It is not well-known in Georgia that dandelion salad is a favorite dish of natives of certain foreign countries. For an 87-year-old Chatsworth woman who was naturalized as a U.S. Citizen over 15 years ago, going into a neighboring field to dig up dandelions was a perfectly natural and nonthreatening activity. For police called to the scene, it was a threatening confrontation that justified using a stun gun on the woman and then arresting her for obstruction of an officer and misdemeanor criminal trespass, charges that will require a criminal defense.
Apparently, a worker at a nearby Boys and Girls Club got paranoid about a nearly 90-year-old woman picking dandelions with a kitchen knife -- concerned enough to call the police. The caller placed the call as a 911 emergency. The caller noted that the old woman was old, could not get around well and seemed to be cutting vegetation with a knife.
Police say that when they questioned the woman at the scene, she simply smiled back and talked mostly in a foreign language. Since these events, the old woman's family have questioned why the police did not use common sense and defuse the situation instead of using violence. After all, the old woman was smiling and not doing anything threatening.

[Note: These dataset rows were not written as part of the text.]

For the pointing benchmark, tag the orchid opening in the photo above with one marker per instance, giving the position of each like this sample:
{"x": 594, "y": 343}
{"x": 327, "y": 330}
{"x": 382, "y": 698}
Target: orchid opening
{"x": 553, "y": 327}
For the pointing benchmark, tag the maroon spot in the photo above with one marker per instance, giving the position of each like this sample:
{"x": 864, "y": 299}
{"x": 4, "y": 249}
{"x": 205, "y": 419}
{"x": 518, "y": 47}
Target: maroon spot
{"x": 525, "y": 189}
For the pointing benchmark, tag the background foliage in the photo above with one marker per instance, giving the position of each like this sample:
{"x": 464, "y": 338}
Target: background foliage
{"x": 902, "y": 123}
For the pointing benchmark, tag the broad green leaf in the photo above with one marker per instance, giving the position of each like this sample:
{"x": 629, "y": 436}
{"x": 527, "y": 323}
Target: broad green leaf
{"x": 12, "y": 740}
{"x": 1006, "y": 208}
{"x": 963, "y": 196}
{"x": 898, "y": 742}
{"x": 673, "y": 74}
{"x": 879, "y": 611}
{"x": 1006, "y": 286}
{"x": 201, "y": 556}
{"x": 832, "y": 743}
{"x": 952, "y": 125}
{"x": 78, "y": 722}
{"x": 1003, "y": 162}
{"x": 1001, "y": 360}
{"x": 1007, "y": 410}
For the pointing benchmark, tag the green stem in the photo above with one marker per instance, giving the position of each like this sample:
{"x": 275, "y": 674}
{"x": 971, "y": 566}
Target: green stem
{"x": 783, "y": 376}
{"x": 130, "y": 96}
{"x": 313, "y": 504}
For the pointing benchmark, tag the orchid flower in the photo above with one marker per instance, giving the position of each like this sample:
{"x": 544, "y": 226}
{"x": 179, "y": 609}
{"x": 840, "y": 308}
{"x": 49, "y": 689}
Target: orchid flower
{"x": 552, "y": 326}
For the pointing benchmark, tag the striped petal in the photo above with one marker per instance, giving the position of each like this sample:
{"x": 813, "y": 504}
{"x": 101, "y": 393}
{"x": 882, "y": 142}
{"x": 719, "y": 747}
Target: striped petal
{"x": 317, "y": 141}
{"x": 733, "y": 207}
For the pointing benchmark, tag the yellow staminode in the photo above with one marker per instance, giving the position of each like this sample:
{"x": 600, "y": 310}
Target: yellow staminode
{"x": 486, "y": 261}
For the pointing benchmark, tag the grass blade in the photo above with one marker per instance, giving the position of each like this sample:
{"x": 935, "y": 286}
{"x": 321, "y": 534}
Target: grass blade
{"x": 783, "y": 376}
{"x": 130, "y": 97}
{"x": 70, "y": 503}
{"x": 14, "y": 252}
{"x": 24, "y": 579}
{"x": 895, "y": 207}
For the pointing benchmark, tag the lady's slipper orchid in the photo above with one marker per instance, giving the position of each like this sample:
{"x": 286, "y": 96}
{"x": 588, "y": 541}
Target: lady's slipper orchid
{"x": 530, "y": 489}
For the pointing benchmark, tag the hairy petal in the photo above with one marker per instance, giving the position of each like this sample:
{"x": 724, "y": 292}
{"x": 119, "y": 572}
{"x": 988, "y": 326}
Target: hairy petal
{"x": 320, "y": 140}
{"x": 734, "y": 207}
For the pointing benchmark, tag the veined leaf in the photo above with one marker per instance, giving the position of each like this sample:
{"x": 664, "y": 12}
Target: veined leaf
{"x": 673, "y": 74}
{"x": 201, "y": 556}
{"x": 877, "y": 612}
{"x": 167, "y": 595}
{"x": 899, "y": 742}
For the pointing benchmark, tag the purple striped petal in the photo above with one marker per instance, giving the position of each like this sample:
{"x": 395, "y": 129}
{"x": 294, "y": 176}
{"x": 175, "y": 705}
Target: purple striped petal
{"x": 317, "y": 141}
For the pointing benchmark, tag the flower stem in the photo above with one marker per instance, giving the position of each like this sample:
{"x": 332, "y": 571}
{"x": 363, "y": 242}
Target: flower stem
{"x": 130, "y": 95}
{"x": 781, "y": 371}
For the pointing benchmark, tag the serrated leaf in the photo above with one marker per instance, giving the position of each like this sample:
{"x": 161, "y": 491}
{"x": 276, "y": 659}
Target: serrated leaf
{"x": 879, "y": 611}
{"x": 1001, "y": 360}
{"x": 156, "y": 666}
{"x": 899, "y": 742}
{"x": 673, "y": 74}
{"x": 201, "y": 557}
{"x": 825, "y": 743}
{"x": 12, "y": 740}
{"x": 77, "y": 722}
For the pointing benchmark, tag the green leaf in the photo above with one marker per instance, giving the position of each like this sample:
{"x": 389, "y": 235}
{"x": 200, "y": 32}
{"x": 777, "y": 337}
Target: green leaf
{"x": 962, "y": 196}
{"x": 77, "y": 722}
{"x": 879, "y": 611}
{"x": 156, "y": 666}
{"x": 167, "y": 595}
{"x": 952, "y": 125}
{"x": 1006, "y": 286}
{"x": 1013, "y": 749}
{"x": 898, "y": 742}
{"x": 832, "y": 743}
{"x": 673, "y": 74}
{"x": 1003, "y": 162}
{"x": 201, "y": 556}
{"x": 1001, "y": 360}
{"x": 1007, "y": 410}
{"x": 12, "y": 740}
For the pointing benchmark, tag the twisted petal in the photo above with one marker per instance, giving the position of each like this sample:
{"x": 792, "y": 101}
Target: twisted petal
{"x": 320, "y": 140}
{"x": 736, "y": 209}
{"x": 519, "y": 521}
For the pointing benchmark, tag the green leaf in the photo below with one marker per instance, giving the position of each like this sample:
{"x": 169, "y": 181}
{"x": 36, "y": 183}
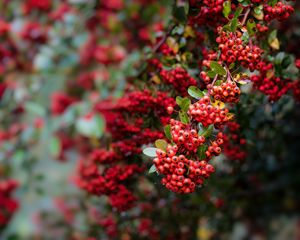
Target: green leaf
{"x": 35, "y": 109}
{"x": 150, "y": 151}
{"x": 233, "y": 24}
{"x": 226, "y": 8}
{"x": 54, "y": 146}
{"x": 183, "y": 117}
{"x": 211, "y": 74}
{"x": 167, "y": 130}
{"x": 91, "y": 127}
{"x": 152, "y": 169}
{"x": 183, "y": 103}
{"x": 238, "y": 12}
{"x": 195, "y": 92}
{"x": 251, "y": 27}
{"x": 245, "y": 37}
{"x": 272, "y": 36}
{"x": 207, "y": 131}
{"x": 161, "y": 144}
{"x": 201, "y": 151}
{"x": 258, "y": 9}
{"x": 216, "y": 67}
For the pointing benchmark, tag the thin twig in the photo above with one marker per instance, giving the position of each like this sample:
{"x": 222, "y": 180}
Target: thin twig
{"x": 245, "y": 17}
{"x": 158, "y": 45}
{"x": 215, "y": 79}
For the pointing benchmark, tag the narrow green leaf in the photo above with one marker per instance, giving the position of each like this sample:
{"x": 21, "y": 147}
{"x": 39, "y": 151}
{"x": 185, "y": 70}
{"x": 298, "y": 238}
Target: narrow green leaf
{"x": 35, "y": 109}
{"x": 54, "y": 146}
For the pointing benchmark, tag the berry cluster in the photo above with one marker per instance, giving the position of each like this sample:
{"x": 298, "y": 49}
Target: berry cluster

The Chatsworth Police Chief personally responded with another officer, and he reported that they "contained" the woman where she was digging dandelions. The Chief lamented what would have happened if the woman had used the knife in a threatening manner; his statements, however, prove the opposite. She did not in fact act in a threatening way. As it turned out, she is a grandmother with nine children who came here 20 years ago from a Middle Eastern country.

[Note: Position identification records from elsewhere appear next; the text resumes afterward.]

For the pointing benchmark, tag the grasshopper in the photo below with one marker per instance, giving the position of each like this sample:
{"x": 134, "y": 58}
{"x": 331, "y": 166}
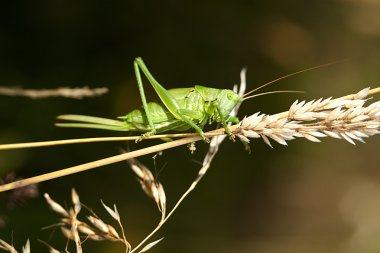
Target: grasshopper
{"x": 180, "y": 109}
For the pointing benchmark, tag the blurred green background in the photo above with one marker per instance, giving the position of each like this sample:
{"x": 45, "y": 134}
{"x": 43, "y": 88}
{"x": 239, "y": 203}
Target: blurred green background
{"x": 308, "y": 197}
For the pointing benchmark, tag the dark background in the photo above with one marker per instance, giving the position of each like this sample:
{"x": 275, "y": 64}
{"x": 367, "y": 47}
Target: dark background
{"x": 308, "y": 197}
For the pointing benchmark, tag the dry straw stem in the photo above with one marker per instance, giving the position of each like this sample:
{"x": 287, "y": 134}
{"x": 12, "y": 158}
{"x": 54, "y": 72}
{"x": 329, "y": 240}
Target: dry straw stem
{"x": 66, "y": 92}
{"x": 139, "y": 169}
{"x": 332, "y": 123}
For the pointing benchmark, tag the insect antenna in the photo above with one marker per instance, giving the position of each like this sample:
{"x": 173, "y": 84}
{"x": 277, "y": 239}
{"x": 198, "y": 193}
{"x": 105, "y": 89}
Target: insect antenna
{"x": 272, "y": 92}
{"x": 289, "y": 75}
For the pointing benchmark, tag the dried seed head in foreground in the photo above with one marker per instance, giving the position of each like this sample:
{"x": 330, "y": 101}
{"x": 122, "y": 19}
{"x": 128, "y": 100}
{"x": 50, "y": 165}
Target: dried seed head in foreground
{"x": 347, "y": 119}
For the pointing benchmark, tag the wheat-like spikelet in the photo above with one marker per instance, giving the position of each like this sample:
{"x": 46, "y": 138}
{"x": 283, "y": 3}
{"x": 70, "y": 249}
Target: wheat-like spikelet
{"x": 348, "y": 119}
{"x": 95, "y": 229}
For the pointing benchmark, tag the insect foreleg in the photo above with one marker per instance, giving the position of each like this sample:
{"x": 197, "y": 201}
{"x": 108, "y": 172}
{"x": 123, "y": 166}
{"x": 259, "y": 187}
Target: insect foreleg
{"x": 224, "y": 122}
{"x": 187, "y": 117}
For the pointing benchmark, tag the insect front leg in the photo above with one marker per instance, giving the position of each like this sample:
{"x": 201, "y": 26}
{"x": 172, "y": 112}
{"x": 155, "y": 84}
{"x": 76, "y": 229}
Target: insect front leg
{"x": 187, "y": 116}
{"x": 224, "y": 123}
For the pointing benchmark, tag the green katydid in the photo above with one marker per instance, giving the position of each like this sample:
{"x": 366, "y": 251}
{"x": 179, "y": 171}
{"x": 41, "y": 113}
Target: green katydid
{"x": 180, "y": 108}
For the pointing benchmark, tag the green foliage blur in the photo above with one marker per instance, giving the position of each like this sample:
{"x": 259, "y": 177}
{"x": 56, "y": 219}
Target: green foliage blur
{"x": 308, "y": 197}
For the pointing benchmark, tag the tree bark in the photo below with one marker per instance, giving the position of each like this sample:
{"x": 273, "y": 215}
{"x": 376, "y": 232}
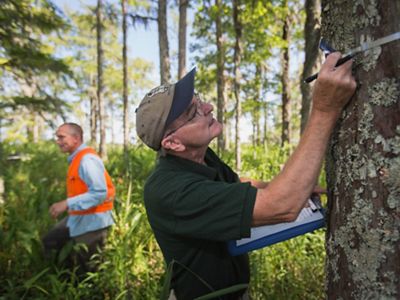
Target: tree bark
{"x": 165, "y": 74}
{"x": 221, "y": 96}
{"x": 312, "y": 62}
{"x": 125, "y": 79}
{"x": 183, "y": 4}
{"x": 236, "y": 68}
{"x": 93, "y": 110}
{"x": 100, "y": 87}
{"x": 363, "y": 163}
{"x": 285, "y": 137}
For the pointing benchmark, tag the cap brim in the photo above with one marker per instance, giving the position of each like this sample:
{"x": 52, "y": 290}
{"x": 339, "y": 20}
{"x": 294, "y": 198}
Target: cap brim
{"x": 183, "y": 95}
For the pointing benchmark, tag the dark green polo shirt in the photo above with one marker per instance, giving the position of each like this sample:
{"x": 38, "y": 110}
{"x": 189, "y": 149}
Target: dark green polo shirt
{"x": 194, "y": 210}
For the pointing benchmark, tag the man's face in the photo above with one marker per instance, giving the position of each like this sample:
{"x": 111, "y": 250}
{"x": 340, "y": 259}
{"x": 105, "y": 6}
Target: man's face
{"x": 196, "y": 127}
{"x": 66, "y": 140}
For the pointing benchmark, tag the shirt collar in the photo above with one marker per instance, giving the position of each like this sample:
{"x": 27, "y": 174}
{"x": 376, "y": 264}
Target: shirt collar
{"x": 71, "y": 157}
{"x": 191, "y": 166}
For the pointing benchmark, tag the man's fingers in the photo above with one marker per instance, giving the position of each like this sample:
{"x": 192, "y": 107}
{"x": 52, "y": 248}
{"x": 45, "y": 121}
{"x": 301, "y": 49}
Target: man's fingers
{"x": 331, "y": 61}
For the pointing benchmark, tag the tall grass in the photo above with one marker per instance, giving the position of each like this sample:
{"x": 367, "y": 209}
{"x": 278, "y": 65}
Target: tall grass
{"x": 130, "y": 265}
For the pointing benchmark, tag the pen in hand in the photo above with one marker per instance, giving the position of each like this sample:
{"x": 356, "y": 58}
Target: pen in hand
{"x": 339, "y": 62}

She says that she was trying to tell the officers to contact her son-in-law, a retired pastor and school teacher in Georgia, when they used a stun gun on her. The family now seems more concerned about her injuries than presenting a criminal defense to the charges. Because the police took the woman's mug shots and fingerprinted her at the station, while refusing to let family members translate for her, the family may be well-advised to defend the charges but to also pursue the tort claim without further hesitation.